Alors que la compagnie nationale est à la peine sur le long-courrier, le trafic de sa filiale low cost Transavia a explosé cet été. Avec une offre de sièges supérieure à 2019, celle-ci a transporté autant de passagers qu’il y a deux ans et le double qu’en 2020. Mieux, son taux de remplissage s’est établi à 80 %, presque autant que sa rivale Ryanair, pourtant la championne en la matière.

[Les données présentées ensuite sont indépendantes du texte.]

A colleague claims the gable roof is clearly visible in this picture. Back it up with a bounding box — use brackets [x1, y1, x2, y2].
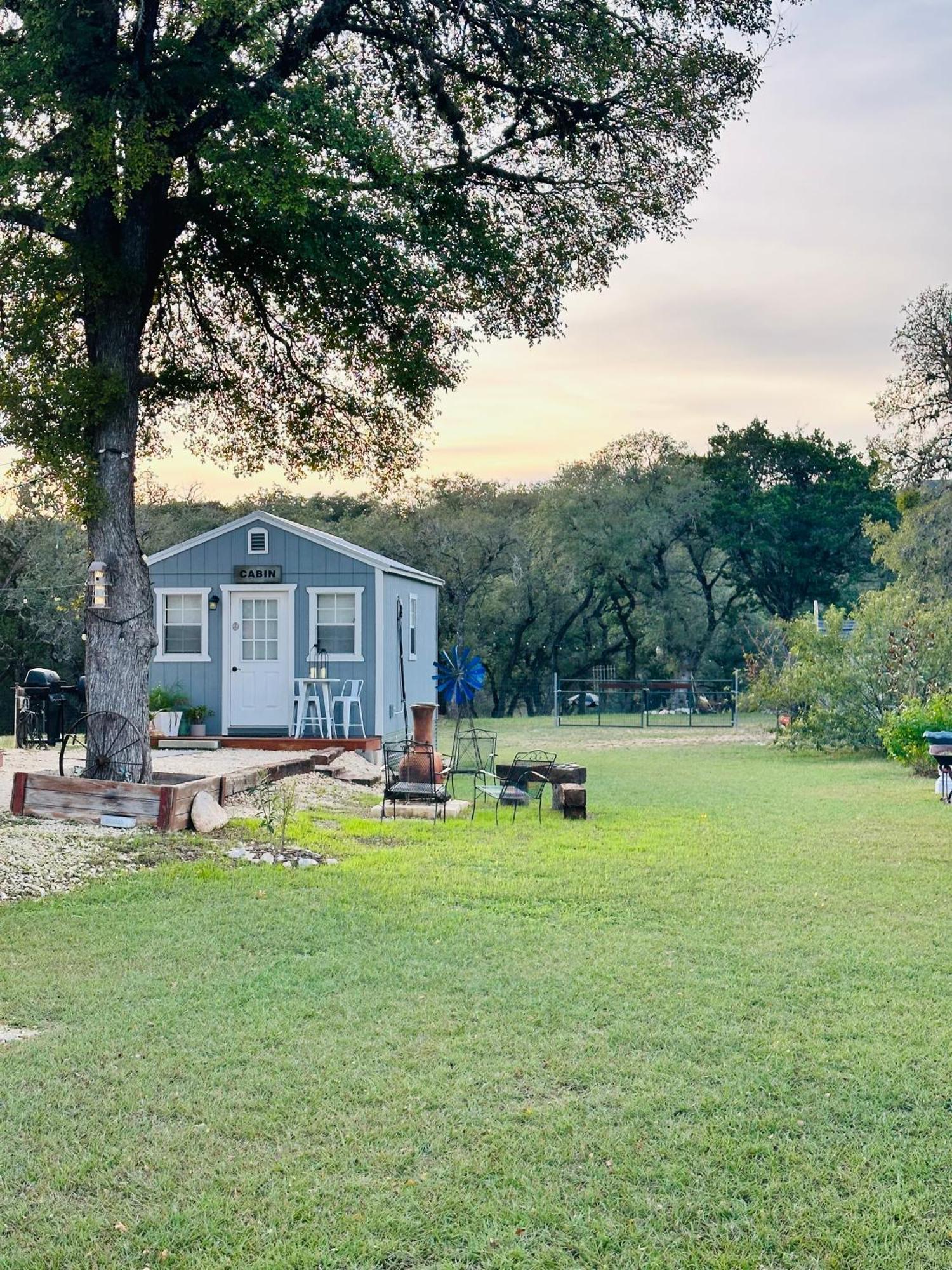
[146, 512, 443, 587]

Pour M. Rochet, le retour à la normale ne devrait pas intervenir avant la fin 2021 pour le moyen-courrier. En revanche, le long-courrier devrait prendre plus de temps avant de retrouver des niveaux d’avant la crise. « Pour le trafic affaires, cela devrait prendre de six mois à un an », prévoit-il. A l’en croire, certaines compagnies « disparaîtront, mais pas tout de suite ». Les victimes désignées seront celles « qui ont les coûts les plus élevés », notamment des compagnies du nord de l’Europe. Les autres, comme Air France-KLM ou Lufthansa, devraient retrouver des jours meilleurs. Un salut qu’elles doivent aux aides financières massives des Etats. Mais M. Rochet prévient : « Il faudra bien un jour payer l’addition de la dette. »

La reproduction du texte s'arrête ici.